When it comes time to start withdrawing the money you've spent a lifetime accumulating in your retirement portfolio, you’ll want to make sure you’re making the right decisions. You need to know that the US government requires you withdraw at least some of your funds annually, depending on the account type.
Required minimum distributions (RMDs) must be taken from your non-Roth retirement accounts by April 1 each year, beginning the year after you turn age 70½. Roth IRAs are exempt.
Some important considerations:
You can pick the accounts you withdraw from. If you have more than one of the same type of retirement account -- such as multiple traditional IRAs -- you can either take individual RMDs from each account or aggregate your total account values and withdraw this amount from one account. As long as your total RMD value is withdrawn, you will have satisfied the IRS requirement.
If you have two different types of accounts… if you own more than one type of account, such as an IRA and an employer- sponsored plan account, you'll need to calculate your RMD for both types of accounts separately and take the proper amount from each.
You may be able to defer if you're still working. If you’re still employed at age 70½, you may be able to defer taking RMDs from your employer-sponsored plan until after you retire. You'll need to check with your employer.

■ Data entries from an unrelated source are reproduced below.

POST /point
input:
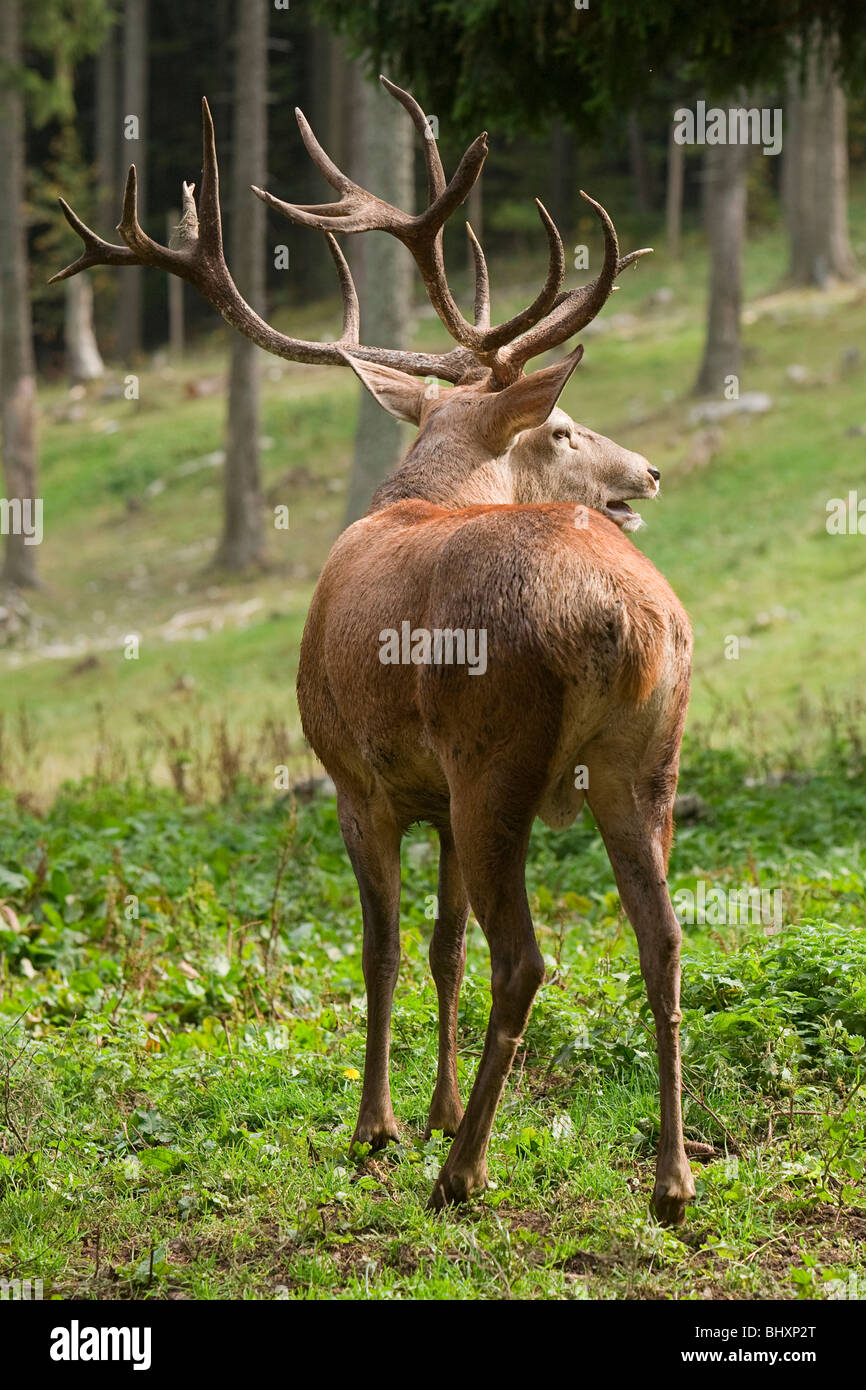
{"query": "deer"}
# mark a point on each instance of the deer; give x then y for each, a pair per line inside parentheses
(505, 517)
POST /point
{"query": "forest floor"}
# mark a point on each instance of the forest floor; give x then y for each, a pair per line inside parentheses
(182, 1039)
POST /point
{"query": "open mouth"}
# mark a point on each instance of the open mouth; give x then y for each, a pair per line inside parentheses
(622, 513)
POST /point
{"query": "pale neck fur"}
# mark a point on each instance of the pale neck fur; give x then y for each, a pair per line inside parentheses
(453, 477)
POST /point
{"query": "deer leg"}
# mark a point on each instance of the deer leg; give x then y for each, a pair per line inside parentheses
(492, 862)
(637, 845)
(373, 841)
(446, 962)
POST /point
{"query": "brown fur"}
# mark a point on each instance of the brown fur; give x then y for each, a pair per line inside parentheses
(587, 667)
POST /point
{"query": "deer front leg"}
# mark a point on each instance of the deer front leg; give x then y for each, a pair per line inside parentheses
(492, 868)
(638, 862)
(446, 962)
(374, 848)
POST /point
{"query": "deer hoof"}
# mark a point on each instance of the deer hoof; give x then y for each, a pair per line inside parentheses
(670, 1198)
(377, 1132)
(456, 1187)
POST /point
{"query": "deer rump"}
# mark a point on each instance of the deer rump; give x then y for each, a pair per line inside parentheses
(583, 634)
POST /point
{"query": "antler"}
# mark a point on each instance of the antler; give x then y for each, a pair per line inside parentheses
(196, 255)
(576, 309)
(546, 321)
(360, 211)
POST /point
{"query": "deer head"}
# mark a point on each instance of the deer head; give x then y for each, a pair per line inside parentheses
(485, 359)
(510, 446)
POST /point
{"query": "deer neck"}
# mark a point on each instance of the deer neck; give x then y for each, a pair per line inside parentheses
(449, 474)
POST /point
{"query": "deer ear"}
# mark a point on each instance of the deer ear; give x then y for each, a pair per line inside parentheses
(528, 401)
(399, 394)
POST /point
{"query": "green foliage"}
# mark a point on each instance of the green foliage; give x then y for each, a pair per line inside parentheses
(182, 1037)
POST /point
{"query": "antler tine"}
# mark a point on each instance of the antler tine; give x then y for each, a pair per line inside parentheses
(210, 217)
(577, 307)
(359, 210)
(435, 174)
(196, 255)
(483, 281)
(96, 250)
(352, 317)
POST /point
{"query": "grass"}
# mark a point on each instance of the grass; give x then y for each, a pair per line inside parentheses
(181, 993)
(182, 1019)
(740, 530)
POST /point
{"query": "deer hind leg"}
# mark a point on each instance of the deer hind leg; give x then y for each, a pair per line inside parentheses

The penalties can be severe for failing to comply. If you fail to take your full RMD, the IRS may assess an excise tax of up to 50% on the amount you should have withdrawn and you'll still have to take the distribution.
Taxes are still due upon withdrawal. You will probably face a full or partial tax bite for your distributions, depending on whether your traditional IRA was funded with nondeductible contributions. Note also that the amount you’re required to withdraw may bump you up into a higher tax bracket.